Supervisor: Mara Kolić Pustić
Andrea Vaccaro (1604-1670) was a Baroque painter from Naples, whose numerous pieces can be found in southern Italy and Spain, but also in various museums around the world. Dubrovnik inherited two exceptional Vaccaro altar paintings in confraternity churches - Church of our Lady of Mt. Carmel and Domino (All Saints’) Church.
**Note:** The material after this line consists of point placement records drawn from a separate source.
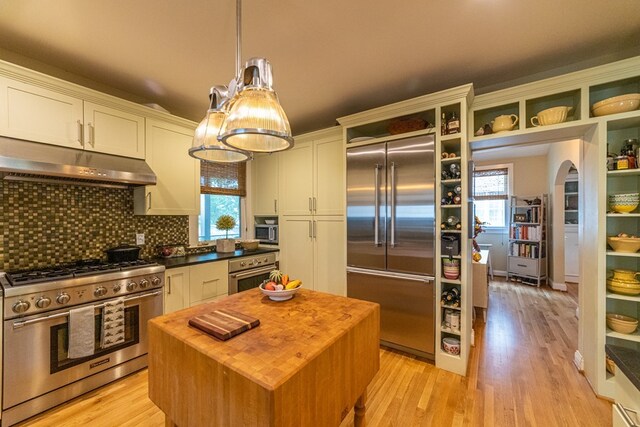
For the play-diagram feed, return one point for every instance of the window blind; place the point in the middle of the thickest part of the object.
(223, 178)
(491, 184)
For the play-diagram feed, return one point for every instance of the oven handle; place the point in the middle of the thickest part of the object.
(21, 323)
(254, 271)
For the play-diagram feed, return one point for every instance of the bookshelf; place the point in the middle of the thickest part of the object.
(527, 252)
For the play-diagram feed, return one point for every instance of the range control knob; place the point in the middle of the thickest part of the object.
(43, 302)
(63, 298)
(21, 306)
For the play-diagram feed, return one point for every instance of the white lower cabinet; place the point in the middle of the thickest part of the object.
(208, 282)
(196, 284)
(312, 249)
(177, 191)
(176, 288)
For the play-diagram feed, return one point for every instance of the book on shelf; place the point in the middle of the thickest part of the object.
(525, 232)
(527, 250)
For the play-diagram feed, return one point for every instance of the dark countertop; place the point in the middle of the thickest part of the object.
(184, 261)
(627, 360)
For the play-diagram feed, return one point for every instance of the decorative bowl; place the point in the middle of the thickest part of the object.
(551, 116)
(624, 244)
(283, 295)
(621, 323)
(250, 245)
(616, 104)
(451, 345)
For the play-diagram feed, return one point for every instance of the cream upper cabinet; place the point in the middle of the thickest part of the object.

Both altarpieces were restored at the Dubrovnik Department for Conservation of the Croatian Conservation Institute. The painting from the Church of our Lady of Mt. Carmel was presented at the exhibition Restored paintings from the Church of our Lady of Mt. Carmel in 2007. On that occasion, a catalog was also published that contributed to the study of the Church of our Lady of Mt. Carmel. The Vaccaro altarpiece was also presented as part of a lecture Tracing the Dubrovnik Art Patrons from south Italy during the Baroque at the Cvito Fisković Days symposium in 2008, and then at the Sacred and Profane Italian Baroque Painting in Croatia exhibition at the Klovićevi Dvori Gallery in Zagreb in 2015.
Photo album
Conservation and restoration of the All Saints altarpiece from the Domino Church was completed in late 2017. The church itself has not been fully explored and, as in the case of the Church of our Lady of Mt. Carmel, the research results of the restored painting will certainly contribute to a better understanding of the wider context of benefactors and imported works in Dubrovnik during the Baroque.
By presenting the results of many years of work in situ, where the All Saints painting was returned, the aim is for the sometimes-neglected values of inherited cultural heritage, as well as modern and restoration methods of one part of easel painting, to reach its inheritors.